Case: In Re Institute Place Associates, 1995 WL 137308 (Bankr.N.D.Ill.
When will tenant lose an otherwise valid claim for rent reduction
based upon a space audit because the tenant waited too long to
discover the discrepancy in square footage and to file its suit?
Tenant sued to recover rent allegedly overpaid during its years of
occupancy by reason of landlord's fraud in misrepresenting the size of
the premises. Tenant claimed that landlord misrepresented the premises
as containing 2000 square feet when in fact they only contained 1700
Landlord sought a summary judgment dismissing this aspect of
plaintiff's suit for three reasons. It argued (a) the contract's
integration clause precluded the claim based upon oral assurances
allegedly made prior to the lease; (b) the applicable 5 year Illinois
statute of limitations had passed and (c) plaintiff's complaint did
not sufficiently allege the elements of fraud.
The tenant argued that the integration clause had no effect where the
tenant alleged fraud. In the face of such an allegation, tenant's
position was that the intent of the parties was a question of fact
which was subject to review in this action. As to the allegations of
fraud, the tenant argued these were sufficient to meet the
requirements of the federal rules of civil procedure, which only
require that the pleader set out the who, what, when, where and how.
In this case, the allegations showed that statements were made during
the lease negotiation and continued for the next 11 years, by the
landlord's managing agent. There was no proof that these allegations
were too vague for landlord to prepare its defense.

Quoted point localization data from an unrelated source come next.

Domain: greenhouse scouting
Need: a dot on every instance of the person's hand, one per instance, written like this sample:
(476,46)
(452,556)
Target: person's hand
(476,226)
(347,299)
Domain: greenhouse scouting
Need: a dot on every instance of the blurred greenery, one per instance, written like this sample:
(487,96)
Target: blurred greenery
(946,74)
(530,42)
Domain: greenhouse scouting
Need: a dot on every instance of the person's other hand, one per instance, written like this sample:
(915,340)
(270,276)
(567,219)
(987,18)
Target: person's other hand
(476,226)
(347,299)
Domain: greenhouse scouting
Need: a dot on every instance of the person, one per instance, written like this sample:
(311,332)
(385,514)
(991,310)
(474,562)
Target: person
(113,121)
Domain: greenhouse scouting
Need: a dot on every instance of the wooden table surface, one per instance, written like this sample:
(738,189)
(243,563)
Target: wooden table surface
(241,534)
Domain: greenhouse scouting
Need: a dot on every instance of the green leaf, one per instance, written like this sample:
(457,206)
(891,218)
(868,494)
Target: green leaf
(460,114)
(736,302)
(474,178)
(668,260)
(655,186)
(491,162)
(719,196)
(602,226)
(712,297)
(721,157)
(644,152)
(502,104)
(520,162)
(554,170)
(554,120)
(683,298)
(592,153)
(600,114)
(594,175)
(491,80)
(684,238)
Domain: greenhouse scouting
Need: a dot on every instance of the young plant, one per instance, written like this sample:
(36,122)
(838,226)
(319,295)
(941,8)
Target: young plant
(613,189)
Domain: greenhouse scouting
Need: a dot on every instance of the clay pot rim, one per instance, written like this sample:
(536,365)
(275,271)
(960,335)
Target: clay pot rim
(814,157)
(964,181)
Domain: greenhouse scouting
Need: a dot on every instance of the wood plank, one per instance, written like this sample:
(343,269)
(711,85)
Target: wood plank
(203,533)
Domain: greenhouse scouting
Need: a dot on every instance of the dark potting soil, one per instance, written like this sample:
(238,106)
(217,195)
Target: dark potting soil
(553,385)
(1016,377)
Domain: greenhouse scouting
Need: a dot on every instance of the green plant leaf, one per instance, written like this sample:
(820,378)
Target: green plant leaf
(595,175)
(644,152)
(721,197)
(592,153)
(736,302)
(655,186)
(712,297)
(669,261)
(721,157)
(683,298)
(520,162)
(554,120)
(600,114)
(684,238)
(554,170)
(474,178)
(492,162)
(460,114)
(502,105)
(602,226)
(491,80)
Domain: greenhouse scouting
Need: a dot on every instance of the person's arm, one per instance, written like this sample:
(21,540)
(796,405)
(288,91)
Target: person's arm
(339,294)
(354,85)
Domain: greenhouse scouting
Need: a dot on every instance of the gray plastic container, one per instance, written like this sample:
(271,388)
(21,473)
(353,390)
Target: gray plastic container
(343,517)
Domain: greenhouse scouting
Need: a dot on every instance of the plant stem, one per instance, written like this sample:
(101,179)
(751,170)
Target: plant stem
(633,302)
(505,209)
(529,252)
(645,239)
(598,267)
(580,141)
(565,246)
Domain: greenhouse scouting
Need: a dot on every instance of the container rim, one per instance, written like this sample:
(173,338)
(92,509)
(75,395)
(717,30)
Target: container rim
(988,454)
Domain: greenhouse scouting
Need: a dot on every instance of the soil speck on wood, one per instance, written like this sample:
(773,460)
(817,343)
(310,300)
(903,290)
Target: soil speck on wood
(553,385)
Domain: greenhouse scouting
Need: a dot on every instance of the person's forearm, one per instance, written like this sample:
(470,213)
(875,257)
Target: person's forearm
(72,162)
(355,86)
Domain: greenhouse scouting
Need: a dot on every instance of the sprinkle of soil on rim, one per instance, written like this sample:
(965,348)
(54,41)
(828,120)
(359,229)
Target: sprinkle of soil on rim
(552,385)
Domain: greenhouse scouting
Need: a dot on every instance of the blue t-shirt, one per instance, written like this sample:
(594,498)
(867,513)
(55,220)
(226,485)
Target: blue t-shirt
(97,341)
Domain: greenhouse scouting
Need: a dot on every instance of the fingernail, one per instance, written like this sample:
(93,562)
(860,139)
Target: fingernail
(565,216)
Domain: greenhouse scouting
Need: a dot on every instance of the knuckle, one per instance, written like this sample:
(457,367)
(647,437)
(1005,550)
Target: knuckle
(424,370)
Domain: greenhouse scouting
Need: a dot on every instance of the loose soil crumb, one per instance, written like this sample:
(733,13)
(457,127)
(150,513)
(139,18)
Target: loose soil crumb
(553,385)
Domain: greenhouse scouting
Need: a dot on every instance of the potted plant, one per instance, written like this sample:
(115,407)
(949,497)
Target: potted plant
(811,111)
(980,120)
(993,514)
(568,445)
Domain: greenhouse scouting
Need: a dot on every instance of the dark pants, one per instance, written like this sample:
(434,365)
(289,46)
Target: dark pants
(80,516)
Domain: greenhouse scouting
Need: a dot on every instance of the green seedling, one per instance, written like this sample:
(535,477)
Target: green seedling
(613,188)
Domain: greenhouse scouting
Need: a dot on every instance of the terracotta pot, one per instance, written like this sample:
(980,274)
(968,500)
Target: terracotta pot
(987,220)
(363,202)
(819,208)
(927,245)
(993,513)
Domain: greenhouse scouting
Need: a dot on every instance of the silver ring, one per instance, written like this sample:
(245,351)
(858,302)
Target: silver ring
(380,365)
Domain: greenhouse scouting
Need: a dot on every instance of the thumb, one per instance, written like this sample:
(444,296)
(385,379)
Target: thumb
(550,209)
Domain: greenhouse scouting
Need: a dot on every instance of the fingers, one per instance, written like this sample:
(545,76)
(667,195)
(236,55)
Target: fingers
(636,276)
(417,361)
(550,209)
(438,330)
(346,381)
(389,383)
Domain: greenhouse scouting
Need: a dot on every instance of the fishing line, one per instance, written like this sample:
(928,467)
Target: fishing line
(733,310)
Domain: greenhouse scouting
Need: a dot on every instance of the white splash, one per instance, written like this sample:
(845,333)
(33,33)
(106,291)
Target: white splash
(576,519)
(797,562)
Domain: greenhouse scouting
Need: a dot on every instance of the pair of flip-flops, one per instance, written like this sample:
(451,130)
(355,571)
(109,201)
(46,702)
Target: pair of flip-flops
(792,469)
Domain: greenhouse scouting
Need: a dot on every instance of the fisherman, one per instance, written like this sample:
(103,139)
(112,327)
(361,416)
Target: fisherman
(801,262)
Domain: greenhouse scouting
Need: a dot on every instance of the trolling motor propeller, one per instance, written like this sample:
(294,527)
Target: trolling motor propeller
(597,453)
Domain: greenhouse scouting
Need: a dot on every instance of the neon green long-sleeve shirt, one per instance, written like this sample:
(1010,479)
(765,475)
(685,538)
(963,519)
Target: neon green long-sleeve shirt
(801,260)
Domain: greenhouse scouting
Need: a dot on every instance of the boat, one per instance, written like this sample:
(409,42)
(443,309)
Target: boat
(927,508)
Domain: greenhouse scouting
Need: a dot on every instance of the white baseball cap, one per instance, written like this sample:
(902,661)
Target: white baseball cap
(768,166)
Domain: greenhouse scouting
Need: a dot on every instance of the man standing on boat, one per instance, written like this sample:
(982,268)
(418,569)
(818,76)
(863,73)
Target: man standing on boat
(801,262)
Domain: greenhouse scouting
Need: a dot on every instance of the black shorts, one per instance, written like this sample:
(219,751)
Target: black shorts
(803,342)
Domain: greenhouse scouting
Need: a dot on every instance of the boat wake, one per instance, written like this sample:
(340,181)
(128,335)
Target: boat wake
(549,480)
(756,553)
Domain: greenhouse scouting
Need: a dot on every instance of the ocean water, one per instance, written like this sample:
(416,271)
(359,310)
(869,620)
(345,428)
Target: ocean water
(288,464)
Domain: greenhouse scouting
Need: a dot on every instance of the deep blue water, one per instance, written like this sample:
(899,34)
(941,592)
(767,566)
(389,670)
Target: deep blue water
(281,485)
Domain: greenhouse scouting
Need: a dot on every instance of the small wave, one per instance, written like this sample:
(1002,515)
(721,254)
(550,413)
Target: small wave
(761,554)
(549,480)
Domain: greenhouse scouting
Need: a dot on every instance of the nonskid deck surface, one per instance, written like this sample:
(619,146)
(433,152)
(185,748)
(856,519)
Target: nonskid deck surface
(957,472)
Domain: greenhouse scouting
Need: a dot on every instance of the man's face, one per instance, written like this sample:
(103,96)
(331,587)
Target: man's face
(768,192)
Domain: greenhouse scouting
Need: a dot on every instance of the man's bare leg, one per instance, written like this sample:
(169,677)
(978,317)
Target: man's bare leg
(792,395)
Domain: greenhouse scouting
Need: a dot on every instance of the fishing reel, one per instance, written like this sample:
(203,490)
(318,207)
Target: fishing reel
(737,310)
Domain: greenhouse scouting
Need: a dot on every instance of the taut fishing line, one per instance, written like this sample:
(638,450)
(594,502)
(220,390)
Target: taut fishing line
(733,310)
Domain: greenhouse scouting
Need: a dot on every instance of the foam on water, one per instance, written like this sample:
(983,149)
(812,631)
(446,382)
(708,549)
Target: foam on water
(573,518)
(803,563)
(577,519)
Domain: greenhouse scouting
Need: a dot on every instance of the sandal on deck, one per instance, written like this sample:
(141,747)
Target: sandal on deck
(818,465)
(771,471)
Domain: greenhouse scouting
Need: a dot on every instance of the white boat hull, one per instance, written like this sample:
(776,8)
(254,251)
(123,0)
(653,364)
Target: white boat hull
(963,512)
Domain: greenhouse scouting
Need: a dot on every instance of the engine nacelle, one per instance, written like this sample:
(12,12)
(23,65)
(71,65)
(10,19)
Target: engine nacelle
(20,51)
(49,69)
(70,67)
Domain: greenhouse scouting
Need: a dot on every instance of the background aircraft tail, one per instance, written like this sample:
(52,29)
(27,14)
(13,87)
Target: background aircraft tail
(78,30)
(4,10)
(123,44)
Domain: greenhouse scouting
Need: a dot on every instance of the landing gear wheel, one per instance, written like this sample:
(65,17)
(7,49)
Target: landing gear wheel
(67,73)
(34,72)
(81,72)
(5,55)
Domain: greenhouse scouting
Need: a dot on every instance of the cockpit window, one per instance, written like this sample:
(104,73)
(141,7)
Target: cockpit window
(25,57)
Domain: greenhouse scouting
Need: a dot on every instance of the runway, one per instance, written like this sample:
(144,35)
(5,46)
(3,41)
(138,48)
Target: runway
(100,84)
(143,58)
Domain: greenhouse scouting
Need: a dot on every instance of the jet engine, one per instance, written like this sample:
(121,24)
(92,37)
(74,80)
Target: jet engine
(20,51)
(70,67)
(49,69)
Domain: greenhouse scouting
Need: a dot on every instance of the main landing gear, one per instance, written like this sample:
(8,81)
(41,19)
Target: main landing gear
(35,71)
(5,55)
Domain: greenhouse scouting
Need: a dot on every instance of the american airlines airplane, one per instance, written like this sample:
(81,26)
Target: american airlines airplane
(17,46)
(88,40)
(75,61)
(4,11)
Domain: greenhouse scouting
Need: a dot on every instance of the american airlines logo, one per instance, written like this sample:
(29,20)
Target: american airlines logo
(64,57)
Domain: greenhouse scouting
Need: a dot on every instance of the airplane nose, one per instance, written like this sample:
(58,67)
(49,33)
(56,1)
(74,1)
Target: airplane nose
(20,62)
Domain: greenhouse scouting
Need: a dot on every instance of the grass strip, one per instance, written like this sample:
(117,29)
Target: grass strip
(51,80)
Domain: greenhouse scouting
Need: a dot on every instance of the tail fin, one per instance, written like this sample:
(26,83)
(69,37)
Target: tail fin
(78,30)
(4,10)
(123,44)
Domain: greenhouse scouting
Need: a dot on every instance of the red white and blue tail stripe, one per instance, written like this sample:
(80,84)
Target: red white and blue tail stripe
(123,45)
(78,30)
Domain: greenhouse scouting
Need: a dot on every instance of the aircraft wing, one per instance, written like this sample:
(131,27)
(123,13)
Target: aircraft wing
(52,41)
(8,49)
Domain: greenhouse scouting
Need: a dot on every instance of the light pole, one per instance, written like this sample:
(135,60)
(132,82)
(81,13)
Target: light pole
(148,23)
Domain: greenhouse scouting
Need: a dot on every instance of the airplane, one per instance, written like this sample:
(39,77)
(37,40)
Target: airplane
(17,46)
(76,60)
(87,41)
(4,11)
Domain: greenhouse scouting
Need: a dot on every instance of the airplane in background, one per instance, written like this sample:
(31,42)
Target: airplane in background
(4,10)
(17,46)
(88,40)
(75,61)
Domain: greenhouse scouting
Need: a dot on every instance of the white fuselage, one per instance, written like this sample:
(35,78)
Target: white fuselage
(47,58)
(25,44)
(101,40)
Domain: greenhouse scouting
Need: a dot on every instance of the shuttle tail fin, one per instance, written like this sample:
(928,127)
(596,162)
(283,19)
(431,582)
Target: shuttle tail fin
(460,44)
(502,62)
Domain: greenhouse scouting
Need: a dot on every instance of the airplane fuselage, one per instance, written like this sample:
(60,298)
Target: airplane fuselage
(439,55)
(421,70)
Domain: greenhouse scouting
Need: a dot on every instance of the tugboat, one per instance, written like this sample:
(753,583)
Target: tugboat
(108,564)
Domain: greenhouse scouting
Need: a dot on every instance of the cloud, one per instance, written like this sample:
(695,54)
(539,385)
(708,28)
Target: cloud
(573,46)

The court rejected landlord's effort to have the case thrown out
before trial. It agreed that the integration clause would not prevent
the tenant from showing the landlord committed fraud. It held the
tenant adequately pled fraud. Even though the lease was admittedly
signed more than five years before the lawsuit was filed this delay in
filing was not necessarily fatal to the tenant's claim. The court held
that it was premature to consider whether the 5 year statute of
limitations had run out because there was no proof which showed when
the tenant knew or reasonably should have known of the square footage
deficiency. The statute of limitations cannot expire until it starts.
It cannot be shown to have started until landlord shows when tenant
knew or should have known of the deficiency.